In Run 1 & 2 LHCb proved itself not only to be a high-precision heavy flavour physics experiment, but it also extended the core physics programme to many different areas such as electroweak physics and fixed-target experiments. This incredible precision led to over 500 papers including breakthroughs such as the first discovery of CP-violation in charm and the first observation of the decay \(B_s^0\to \mu^+\mu^-\), among many others.

In order to reach even higher precision the experiment aims to have taken \(50~\mathrm{fb}^{-1}\) of data by the end of the LHCb Upgrade (including Runs 1, 2, 3 and 4) by increasing the instantaneous luminosity by a factor of five. To be capable of dealing with the higher detector occupancy the experiment will be equipped with an entire new set of tracking detectors with higher granularity and improved radiation tolerance.

The data flow of the experiment can be broadly split into "online" and "offline" processing. The former, "online", includes the detector response and readout and the two High Level Trigger (HLT) stages before the data is permanently stored on tape. This is then followed by "offline" processing which accesses the stored data via the Sprucing application, the results of which are then stored to disk and made available to analysts.

One of the most important upgrades in Run 3 has been the removal of LHCb's L0 hardware trigger. As described in the following, this brought significant changes in the data flow of the experiment both for online and offline processing. It also means that the front-end and readout electronics of all sub-detectors had to be replaced, to be able to operate at the bunch crossing rate of \(40~\mathrm{MHz}\), as well as the photodetectors of the RICH1 detector.

Upgrade of LHCb's Trigger system

The current trigger layout, as designed in the Computing Model of the Upgrade LHCb experiment technical design report, looks like this: online_dataflow.png

LHCb's trigger system has been fully redesigned by removing the L0 hardware trigger and moving to a fully-software based trigger, a novel choice at the LHC (see: CERN news article). The hardware trigger had a rate limit of 1 MHz, which would have been a limitation with the increase in luminosity. Such a low rate with a hardware trigger could be only achieved by having tight hardware trigger thresholds on relatively crude signatures which is inefficient especially for fully hadronic decay modes.

Due to the type of signatures LHCb selects (decays with distinct topologies, soft ('low' \(p_\mathrm{T}\)) hadrons, etc.), such a rate reduction is best done with a holistic understanding of the events, i.e. reconstructing tracks, vertices and making composite particles within the event. This therefore calls for a software trigger. However, this is no easy task. Removal of the L0 promised to be a large boon for physics, but it required that the full detector readout needs to be capable of operating at the bunch crossing rate \(40~\mathrm{MHz}\), while the first stage of the software trigger (HLT1) must run at the average non-empty bunch crossing rate \(30~\mathrm{MHz}\), a significant computing challenge!

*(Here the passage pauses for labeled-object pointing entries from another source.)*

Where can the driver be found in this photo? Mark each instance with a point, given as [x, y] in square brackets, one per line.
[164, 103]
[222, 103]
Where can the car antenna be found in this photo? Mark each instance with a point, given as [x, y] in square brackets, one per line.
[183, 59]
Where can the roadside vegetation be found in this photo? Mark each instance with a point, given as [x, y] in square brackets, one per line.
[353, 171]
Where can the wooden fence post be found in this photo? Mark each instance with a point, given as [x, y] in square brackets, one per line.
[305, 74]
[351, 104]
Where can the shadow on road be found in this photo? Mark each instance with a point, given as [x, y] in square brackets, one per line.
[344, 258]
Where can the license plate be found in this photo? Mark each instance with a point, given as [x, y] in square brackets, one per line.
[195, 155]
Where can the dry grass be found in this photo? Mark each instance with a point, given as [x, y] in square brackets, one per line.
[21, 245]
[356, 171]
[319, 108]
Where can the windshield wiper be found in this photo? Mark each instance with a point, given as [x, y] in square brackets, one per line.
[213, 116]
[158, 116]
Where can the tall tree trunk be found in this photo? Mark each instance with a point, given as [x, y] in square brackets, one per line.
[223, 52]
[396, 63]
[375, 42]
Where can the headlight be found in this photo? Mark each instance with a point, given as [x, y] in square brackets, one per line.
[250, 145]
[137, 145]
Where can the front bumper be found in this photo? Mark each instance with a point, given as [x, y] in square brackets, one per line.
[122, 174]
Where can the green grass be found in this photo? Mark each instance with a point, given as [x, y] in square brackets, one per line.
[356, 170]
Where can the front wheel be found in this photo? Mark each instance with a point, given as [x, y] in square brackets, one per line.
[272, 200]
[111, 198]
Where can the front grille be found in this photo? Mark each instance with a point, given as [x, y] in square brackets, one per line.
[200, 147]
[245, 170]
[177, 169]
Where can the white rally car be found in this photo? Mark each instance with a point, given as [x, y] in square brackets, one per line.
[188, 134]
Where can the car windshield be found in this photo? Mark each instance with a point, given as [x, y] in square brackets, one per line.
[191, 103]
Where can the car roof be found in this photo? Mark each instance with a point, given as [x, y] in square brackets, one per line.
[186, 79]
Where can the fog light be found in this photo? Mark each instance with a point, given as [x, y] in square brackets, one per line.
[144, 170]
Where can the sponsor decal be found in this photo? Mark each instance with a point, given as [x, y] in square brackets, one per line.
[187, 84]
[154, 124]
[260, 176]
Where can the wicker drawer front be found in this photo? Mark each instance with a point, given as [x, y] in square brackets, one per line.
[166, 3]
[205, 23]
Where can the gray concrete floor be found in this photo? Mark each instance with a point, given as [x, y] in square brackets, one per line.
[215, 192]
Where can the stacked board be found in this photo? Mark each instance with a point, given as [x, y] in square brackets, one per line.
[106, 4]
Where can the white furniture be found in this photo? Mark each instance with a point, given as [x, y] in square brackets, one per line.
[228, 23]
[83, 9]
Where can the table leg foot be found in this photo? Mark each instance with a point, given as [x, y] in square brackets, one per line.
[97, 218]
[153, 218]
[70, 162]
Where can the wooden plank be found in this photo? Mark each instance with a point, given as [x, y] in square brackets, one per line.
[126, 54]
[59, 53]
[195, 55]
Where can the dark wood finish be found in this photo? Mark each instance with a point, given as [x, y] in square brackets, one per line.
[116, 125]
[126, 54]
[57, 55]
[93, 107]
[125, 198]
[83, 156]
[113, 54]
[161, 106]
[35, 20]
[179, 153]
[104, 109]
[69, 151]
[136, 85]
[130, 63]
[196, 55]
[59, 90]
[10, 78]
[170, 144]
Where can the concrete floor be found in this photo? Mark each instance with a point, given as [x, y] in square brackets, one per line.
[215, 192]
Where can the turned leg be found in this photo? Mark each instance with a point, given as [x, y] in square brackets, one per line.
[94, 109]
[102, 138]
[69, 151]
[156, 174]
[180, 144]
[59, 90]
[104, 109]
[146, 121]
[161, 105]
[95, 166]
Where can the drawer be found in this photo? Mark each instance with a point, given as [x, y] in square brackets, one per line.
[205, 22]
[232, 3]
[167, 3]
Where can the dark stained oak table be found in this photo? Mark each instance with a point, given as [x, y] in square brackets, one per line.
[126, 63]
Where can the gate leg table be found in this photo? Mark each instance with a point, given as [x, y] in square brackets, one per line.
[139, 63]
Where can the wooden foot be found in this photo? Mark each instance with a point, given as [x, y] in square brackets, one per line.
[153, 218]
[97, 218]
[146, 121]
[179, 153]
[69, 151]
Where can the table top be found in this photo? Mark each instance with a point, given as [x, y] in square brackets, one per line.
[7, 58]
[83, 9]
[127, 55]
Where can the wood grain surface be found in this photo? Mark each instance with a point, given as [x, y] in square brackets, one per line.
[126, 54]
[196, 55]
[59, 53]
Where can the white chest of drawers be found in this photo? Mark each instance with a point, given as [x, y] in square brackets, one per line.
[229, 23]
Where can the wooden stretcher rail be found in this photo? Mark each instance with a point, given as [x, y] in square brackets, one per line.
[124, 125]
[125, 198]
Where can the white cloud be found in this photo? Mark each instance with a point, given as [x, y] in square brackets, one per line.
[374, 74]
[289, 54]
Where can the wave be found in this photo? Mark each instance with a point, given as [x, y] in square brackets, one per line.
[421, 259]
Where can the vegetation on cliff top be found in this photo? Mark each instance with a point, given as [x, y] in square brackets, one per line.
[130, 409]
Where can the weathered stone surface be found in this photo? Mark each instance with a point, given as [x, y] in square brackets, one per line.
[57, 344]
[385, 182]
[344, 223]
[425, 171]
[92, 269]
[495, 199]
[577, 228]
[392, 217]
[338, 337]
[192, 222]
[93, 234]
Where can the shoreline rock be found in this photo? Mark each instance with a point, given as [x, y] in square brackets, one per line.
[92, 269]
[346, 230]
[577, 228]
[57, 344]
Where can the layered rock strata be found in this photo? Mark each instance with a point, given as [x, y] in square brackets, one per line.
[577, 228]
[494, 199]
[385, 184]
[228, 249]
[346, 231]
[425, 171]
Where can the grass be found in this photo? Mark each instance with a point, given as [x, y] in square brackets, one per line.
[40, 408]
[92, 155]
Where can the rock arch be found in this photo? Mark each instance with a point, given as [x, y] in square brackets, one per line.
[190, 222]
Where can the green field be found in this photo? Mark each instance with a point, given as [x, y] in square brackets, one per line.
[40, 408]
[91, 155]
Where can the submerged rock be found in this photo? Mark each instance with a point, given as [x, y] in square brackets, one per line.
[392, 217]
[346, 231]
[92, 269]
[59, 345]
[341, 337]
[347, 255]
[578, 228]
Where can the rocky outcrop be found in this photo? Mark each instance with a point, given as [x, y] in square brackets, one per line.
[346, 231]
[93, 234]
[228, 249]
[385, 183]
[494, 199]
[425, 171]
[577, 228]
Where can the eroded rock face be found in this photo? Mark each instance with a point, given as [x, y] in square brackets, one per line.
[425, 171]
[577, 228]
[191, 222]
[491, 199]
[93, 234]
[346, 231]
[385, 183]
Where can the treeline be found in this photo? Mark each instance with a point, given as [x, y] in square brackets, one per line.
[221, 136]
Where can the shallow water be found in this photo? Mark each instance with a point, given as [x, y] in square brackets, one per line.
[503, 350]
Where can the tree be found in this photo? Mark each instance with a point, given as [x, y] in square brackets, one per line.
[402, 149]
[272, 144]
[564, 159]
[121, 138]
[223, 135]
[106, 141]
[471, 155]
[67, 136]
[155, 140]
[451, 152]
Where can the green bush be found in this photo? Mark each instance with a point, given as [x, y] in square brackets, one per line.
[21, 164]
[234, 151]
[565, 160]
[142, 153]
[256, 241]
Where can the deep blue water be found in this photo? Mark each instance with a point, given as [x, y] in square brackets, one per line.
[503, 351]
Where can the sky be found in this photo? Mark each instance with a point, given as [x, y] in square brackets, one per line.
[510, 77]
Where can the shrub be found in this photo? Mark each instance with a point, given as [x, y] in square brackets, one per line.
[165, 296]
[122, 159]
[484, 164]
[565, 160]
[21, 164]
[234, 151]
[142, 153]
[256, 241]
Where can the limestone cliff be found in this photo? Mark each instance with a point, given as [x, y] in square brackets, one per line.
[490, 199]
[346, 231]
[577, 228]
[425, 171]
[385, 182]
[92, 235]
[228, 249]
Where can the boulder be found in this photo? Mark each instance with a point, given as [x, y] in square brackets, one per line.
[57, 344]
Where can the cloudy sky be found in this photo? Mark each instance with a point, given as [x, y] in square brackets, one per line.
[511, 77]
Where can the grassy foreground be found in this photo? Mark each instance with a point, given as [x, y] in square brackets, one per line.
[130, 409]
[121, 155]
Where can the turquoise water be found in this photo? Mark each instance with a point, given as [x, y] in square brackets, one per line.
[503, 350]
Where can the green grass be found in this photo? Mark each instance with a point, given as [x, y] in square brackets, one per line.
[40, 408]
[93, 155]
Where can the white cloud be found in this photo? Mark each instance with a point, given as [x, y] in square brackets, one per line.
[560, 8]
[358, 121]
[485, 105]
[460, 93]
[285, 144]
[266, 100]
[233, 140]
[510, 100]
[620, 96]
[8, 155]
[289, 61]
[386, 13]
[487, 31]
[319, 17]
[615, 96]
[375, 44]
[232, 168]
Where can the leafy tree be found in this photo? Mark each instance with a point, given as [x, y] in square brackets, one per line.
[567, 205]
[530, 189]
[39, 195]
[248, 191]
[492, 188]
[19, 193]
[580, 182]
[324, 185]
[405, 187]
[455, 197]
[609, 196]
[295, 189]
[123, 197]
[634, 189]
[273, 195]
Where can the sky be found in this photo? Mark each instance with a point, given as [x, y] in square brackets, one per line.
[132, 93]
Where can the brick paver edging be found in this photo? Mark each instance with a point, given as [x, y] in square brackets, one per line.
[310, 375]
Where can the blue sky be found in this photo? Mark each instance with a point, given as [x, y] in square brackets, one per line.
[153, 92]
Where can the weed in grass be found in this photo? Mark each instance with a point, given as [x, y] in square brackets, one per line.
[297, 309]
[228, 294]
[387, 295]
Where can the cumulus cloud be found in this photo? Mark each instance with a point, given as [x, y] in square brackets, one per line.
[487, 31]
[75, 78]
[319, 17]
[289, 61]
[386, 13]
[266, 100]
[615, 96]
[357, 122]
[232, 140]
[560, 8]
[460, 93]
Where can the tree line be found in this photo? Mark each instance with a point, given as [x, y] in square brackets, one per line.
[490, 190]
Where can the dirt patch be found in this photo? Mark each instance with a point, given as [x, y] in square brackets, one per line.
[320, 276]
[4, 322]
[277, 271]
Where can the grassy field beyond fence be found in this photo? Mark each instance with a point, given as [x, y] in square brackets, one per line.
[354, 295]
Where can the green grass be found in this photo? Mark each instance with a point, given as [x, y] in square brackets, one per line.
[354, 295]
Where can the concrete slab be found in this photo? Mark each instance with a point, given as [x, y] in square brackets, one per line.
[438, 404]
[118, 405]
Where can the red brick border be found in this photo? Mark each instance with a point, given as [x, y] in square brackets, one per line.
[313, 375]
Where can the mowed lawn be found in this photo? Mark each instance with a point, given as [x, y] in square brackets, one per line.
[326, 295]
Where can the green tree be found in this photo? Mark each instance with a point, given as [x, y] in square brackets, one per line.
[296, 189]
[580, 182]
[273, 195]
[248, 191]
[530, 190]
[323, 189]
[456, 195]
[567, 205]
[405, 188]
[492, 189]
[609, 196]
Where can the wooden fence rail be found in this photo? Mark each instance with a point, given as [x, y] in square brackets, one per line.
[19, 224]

The software trigger is implemented in two steps: HLT1 which performs partial event reconstruction and simple trigger decisions to reduce the data rate, and HLT2 which performs the more computationally expensive full reconstruction and complete trigger selection. In Run 3, HLT1 is run on GPUs, gaining large throughput improvements due to the highly-parallelisable nature of the tasks required, such as track reconstruction which is one of the more computationally expensive tasks to perform.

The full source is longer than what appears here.